Thursday, April 3, 2008

Lost in History vol. 56: Armchair Exploration

Urban Exploration – that is, the art of adventuring inside of abandoned, derelict and forgotten spaces – is a super cool, only-for-the-gung-ho type of human activity that breaks boundaries, proves its subversion in and of itself, and is a perfect antidote to the over-commodified lifestyles so many of us are chained to. UE is the type of exciting hobby that everyone wants to get involved in, but hardly anyone follows through on, because it’s preposterously illegal, and in today’s Secure Homeland, it can easily get you incarcerated for a long, long time.

Last night, Anthology Film Archives hosted a one-night-only screening, Report From Ghost City, in which The Disembodied Theater Corporation, hand in hand with Ars Subterranea, presented a few short films and multimedia presentations on the subject.

The first was a PowerPoint-styleslide lecture about some friends adventuring atop of the High Line freight rail in Chelsea, narrated by Ross Lipman and featuring the pre-recorded screechy abstract noise compositions of Laura Steenberge. Following the story of youthful indiscretion, we ventured to abandoned insane asylums, where we followed the half-invented, half-autobiographical storylines of mental patients, displayed in graphically altered photographs so as to mimic a graphic novel, page by page. The miscreants of Ars Subterranea starred, in storylines by Julia Solis and Tom Kirsch, the couple that run A.S. Following three short stories in this vein, we had an extended adventure through an abandoned hospital complex, titled Met State, by Brian Papciak, the filmmaker who documented the A.S. trips.
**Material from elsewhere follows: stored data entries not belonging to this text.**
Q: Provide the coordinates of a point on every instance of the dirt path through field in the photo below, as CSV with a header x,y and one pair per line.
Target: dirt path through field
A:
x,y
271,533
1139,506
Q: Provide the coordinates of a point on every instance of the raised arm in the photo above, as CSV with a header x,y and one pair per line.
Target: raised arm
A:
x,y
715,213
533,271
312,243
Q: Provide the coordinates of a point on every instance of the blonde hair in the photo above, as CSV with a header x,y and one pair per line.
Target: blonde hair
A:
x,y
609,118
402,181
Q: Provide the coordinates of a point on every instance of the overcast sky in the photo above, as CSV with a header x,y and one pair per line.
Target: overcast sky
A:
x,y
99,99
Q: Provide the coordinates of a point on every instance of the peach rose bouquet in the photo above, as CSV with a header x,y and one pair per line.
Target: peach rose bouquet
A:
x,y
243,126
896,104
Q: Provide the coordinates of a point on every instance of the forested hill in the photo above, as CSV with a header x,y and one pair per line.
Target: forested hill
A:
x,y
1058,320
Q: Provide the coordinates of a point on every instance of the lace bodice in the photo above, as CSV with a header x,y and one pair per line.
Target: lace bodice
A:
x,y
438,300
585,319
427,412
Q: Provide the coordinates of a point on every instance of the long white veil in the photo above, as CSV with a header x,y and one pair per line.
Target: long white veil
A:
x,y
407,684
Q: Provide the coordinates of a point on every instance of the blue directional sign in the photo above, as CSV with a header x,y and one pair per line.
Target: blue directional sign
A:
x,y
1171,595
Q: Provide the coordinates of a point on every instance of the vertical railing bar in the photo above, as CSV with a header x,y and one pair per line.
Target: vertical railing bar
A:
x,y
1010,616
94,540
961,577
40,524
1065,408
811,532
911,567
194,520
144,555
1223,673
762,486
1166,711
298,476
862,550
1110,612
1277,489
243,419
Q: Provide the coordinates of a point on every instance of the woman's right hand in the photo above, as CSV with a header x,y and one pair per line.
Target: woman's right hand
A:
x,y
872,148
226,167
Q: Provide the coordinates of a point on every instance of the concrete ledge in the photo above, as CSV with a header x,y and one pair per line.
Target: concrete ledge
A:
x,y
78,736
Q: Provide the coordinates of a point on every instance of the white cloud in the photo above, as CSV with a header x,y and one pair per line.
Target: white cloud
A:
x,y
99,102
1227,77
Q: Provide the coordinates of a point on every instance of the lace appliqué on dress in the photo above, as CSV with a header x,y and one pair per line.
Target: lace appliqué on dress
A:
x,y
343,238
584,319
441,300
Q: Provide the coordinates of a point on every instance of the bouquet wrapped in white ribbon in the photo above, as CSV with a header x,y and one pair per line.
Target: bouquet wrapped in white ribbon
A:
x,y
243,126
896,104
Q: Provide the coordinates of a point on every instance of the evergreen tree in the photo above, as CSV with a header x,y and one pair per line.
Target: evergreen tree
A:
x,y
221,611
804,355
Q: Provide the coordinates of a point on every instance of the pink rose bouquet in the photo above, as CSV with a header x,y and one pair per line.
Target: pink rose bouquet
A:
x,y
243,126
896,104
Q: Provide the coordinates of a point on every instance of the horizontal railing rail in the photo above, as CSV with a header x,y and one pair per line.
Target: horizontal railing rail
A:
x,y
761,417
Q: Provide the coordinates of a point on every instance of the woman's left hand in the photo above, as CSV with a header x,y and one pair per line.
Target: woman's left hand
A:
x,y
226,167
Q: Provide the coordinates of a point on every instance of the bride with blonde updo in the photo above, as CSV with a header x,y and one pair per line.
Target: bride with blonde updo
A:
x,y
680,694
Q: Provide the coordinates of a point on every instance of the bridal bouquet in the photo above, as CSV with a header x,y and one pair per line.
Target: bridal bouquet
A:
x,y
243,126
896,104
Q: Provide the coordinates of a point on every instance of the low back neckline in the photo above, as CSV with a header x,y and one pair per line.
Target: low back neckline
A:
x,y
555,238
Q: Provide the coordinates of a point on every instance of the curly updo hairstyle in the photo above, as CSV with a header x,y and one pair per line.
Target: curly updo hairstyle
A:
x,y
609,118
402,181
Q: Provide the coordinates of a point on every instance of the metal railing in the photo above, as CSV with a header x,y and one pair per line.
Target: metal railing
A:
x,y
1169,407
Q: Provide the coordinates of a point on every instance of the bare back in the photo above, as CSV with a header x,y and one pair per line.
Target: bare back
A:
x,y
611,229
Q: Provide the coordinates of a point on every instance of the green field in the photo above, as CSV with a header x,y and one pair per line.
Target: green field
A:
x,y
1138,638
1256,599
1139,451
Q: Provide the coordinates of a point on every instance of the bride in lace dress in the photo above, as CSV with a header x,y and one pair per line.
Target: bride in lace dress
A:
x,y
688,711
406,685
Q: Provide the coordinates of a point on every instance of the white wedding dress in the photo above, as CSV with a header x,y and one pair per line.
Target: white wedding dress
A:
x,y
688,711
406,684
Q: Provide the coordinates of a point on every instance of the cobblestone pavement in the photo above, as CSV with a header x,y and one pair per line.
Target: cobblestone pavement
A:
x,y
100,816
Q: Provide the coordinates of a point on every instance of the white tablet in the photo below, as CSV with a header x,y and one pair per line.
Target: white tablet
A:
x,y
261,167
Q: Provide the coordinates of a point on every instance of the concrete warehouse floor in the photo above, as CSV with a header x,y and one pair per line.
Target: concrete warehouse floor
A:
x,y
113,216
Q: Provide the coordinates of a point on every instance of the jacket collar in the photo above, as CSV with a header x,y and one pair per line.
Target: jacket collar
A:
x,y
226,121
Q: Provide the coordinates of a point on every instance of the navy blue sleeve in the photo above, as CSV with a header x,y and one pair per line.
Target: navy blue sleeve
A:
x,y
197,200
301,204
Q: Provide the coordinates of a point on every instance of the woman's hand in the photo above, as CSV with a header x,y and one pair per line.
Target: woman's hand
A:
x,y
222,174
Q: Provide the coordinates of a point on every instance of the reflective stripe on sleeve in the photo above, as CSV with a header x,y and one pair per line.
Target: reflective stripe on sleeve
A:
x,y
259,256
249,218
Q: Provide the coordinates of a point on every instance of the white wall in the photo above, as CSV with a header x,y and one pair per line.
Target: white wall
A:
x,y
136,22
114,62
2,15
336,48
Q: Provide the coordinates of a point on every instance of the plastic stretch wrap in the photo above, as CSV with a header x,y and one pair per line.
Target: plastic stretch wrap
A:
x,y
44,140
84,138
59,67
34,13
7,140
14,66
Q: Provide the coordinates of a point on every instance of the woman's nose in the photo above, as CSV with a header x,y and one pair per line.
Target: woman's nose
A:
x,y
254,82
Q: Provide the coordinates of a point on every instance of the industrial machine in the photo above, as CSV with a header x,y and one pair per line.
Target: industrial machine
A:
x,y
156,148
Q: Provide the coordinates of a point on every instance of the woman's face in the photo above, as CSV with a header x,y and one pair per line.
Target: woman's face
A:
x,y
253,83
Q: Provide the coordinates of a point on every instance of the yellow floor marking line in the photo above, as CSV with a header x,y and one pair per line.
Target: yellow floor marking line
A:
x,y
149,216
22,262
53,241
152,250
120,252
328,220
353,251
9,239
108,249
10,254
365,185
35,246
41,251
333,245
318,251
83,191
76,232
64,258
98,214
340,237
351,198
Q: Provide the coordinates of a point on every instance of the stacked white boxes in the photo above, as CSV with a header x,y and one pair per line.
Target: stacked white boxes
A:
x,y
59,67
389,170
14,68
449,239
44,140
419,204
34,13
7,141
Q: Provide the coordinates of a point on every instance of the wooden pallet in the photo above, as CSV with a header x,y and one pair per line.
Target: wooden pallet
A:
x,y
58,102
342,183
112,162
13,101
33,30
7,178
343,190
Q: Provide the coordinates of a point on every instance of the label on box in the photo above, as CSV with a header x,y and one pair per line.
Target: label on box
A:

The High Line production, No Way Out But Onward, was an unfortunate dud. What could and should have been a B&E101 lesson was instead a dead boring narrative, illustrated by lukewarm amateurish photography and narrated in mellifluous tones and impossibly clichéd metaphors about finding oneself and choosing paths whilst avoiding a beat cop above the High Line. It was trite and overwrought and infuriatingly long. The three Ars Subterranea psych ward photo-sets were all very pretty and fun to watch, if a bit gothy. Reports from the Sanitarium had an engaging storyline buried within the greater (unfinished) plot; Funeral Play felt like an intricately unfolding set of dead Russian nesting dolls; Irma, excerpts from a postmortem diary

Without a doubt, the most professional production out the evening was Brian Papciak’s Met Life. It’s a smaller, self-sustained piece of an ongoing documentary titled American Ruins, and the cinematography, the space and sounds, the stop-motion animation of wheelchairs raising each other down an abandoned Hospital ward, the time-lapse photography — all of it was masterful and majestic. One felt the creep of desiccation and atrophy while simply sitting in those plush East Village theater seats in the East Village. This is why enjoying UE in the confines of a movie theater is infinitely preferable to tromping through the insane asylums themselves. Unless that kind of thing turns you on. In which case, I have some new friends to introduce you to.